# Covington ky. bank fishing!!



## nlcatfish (Mar 21, 2005)

I was finally able to get out and check the bank area along Covington Ky. Since the Mike Fink baot was moved up to Newport was hoping that area would be free of time limits for parking. I was WRONG!! There is a 2 hour daytime parking limit from the Licking all the way to the old Covington Landing area. You can park from 6 P.M. without a problem. * SO evening fishing is o.k.* I then went down to where the Water Front restaurant was located . That entry was is roped off and NO trespassing sign posted. SO access to the bank is blocked unless a person can find a way to get to the bank some how and walk along the river's edge back up along the part of the river. So ever year there seems to get harder & harder to bank fish around Cincinnati.
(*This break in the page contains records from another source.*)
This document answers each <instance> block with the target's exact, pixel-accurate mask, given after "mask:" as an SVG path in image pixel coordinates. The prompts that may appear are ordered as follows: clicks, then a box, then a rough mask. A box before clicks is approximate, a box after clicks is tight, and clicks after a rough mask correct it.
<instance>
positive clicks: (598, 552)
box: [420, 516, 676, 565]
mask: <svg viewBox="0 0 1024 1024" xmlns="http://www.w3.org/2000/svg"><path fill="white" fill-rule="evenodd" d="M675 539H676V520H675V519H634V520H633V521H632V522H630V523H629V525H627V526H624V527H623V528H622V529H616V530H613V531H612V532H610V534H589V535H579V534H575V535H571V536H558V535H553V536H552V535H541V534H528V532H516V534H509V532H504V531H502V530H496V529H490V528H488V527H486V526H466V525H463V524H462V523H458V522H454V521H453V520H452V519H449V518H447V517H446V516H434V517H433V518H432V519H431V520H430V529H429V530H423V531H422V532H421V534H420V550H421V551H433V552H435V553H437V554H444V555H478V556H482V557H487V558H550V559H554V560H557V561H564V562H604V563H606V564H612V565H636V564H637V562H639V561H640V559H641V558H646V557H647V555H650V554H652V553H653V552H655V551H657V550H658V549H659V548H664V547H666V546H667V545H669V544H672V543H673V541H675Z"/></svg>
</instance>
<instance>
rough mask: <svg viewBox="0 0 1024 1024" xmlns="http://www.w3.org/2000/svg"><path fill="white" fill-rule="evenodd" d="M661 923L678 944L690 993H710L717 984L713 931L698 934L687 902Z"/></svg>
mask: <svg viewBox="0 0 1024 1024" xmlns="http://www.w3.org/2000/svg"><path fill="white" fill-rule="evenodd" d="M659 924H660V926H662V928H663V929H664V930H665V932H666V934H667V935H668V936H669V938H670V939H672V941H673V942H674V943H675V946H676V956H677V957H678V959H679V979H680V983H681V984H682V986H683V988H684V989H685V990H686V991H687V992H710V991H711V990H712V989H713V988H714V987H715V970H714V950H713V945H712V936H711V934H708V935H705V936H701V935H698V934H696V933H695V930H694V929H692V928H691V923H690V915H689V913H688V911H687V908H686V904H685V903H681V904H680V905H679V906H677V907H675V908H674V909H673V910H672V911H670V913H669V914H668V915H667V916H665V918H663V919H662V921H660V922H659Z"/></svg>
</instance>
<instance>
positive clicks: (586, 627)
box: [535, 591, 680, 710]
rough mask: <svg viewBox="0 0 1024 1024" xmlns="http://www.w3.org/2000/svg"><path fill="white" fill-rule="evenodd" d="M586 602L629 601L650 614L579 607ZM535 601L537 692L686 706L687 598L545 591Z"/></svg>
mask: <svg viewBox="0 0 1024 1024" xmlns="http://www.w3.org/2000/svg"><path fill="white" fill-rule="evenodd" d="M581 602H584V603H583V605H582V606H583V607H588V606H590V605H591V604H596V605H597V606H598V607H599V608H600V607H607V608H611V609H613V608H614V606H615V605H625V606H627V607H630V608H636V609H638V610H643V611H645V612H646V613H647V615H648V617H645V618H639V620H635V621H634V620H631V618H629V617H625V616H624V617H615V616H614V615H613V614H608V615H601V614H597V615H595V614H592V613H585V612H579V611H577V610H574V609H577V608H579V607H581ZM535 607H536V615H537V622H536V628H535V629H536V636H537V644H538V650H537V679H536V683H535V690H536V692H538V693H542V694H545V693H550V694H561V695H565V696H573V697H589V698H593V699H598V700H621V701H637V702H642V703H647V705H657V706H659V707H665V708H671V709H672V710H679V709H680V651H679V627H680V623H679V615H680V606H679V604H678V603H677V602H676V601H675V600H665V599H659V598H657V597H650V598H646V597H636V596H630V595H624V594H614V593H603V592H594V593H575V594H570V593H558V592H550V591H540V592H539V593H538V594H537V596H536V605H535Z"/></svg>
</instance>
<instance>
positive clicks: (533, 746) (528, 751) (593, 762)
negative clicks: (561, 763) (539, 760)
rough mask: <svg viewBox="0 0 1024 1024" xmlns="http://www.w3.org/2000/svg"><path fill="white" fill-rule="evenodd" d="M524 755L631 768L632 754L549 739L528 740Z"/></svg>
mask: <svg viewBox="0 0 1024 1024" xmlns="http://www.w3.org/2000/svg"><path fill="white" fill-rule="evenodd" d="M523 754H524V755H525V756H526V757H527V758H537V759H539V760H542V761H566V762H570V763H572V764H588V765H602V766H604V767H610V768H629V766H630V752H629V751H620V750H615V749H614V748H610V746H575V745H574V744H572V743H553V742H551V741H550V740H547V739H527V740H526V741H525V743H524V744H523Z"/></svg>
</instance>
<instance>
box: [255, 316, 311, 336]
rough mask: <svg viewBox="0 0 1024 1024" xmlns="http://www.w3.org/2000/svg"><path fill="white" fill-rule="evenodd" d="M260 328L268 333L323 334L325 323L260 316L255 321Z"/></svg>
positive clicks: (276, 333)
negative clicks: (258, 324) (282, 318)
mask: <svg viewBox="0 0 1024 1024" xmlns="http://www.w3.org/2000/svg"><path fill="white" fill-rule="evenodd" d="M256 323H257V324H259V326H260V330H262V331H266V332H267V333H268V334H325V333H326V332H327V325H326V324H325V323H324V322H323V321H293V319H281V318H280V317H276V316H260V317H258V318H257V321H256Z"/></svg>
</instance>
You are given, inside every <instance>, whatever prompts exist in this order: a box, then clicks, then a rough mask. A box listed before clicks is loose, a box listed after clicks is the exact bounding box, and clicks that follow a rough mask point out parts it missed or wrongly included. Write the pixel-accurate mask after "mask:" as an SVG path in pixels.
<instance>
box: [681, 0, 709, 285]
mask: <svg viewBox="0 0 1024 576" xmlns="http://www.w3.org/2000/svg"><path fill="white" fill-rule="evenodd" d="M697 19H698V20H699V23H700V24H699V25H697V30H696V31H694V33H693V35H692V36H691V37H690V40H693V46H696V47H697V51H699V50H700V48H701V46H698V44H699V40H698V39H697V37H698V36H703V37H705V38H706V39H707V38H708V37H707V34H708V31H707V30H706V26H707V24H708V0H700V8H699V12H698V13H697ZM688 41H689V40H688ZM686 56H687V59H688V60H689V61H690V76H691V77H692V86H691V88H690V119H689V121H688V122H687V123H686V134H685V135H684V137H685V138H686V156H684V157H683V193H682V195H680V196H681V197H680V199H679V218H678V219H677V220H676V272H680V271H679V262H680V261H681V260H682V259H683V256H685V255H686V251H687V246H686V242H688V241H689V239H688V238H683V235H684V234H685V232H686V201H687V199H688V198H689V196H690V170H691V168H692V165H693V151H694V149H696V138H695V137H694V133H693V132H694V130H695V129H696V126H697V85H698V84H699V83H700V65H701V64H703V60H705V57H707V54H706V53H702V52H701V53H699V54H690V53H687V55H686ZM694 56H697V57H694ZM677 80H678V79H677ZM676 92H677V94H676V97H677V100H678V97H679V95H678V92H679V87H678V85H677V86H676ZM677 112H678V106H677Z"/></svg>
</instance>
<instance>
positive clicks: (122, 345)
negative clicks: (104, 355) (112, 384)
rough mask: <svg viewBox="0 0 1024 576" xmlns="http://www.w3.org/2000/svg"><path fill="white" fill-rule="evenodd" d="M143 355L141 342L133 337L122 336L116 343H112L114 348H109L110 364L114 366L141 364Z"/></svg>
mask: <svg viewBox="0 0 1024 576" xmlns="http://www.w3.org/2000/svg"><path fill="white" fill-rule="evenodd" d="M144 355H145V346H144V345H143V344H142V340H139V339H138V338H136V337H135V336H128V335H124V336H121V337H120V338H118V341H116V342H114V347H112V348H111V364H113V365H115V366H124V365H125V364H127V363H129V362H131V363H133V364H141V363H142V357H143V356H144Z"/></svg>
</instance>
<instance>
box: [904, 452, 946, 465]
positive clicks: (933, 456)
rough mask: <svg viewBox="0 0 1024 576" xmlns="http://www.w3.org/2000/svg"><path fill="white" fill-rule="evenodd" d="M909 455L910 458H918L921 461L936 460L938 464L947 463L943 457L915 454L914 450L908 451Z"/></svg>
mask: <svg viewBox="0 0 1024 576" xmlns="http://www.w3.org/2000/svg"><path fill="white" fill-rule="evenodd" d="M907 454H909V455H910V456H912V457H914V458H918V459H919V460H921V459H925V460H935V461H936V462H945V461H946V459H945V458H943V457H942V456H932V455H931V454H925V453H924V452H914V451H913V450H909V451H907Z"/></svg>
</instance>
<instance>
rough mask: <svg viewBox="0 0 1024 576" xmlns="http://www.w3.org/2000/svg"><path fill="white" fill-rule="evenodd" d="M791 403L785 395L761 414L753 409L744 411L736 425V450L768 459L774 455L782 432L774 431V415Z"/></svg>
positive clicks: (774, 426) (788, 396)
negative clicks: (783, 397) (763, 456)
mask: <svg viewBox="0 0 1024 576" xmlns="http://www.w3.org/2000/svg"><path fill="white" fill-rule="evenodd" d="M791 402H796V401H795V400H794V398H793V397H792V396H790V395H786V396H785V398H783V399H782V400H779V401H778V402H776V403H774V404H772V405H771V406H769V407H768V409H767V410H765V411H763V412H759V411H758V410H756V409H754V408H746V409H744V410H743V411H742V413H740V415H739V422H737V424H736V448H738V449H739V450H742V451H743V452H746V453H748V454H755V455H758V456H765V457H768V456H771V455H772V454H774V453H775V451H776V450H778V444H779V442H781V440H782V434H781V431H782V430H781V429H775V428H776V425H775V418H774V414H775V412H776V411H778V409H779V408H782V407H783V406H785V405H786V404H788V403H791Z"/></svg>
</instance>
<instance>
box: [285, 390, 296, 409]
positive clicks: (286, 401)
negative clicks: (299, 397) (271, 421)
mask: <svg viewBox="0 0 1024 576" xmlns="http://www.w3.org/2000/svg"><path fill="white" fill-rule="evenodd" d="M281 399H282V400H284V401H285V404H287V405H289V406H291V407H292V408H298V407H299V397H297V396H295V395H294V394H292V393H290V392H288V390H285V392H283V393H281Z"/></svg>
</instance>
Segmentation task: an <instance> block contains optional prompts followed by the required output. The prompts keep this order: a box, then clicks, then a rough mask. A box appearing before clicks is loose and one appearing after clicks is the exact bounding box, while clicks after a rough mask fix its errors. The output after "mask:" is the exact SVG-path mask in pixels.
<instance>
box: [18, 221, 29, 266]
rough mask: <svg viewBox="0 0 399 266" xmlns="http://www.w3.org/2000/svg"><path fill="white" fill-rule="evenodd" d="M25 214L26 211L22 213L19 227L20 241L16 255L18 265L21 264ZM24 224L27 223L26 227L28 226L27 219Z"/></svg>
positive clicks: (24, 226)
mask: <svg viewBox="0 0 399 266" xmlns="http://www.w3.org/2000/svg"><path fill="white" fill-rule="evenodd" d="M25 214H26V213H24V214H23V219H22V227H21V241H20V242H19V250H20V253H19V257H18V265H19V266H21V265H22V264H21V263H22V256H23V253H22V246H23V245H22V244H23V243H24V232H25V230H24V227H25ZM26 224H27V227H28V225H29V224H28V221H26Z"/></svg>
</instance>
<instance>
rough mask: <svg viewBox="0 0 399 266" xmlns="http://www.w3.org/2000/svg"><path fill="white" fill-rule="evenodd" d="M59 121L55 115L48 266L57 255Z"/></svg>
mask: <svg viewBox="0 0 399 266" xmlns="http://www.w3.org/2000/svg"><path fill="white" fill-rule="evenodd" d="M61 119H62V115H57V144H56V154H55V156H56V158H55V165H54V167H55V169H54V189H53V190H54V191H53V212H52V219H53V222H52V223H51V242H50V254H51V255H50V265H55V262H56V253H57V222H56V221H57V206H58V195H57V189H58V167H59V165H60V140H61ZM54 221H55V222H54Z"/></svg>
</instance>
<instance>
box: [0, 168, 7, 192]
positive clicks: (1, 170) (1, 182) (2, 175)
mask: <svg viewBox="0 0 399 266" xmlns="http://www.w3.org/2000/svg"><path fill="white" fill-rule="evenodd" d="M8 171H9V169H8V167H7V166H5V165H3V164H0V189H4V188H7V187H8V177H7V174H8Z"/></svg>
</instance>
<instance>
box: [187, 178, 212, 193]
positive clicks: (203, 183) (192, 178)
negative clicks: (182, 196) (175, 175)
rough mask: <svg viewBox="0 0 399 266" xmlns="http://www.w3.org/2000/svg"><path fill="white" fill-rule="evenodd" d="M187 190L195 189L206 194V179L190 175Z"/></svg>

Norb


----------



## GMoney45211 (Aug 11, 2013)

Anyone know of any common spots in the cincinnati area (other than the licking confluence) Newbie here just looking for some direction.

PM me please if you got anything.

thanks:B


----------



## fishdealer04 (Aug 27, 2006)

GMoney45211 said:


> Anyone know of any common spots in the cincinnati area (other than the licking confluence) Newbie here just looking for some direction.
> 
> PM me please if you got anything.
> 
> thanks:B


PM has been sent


----------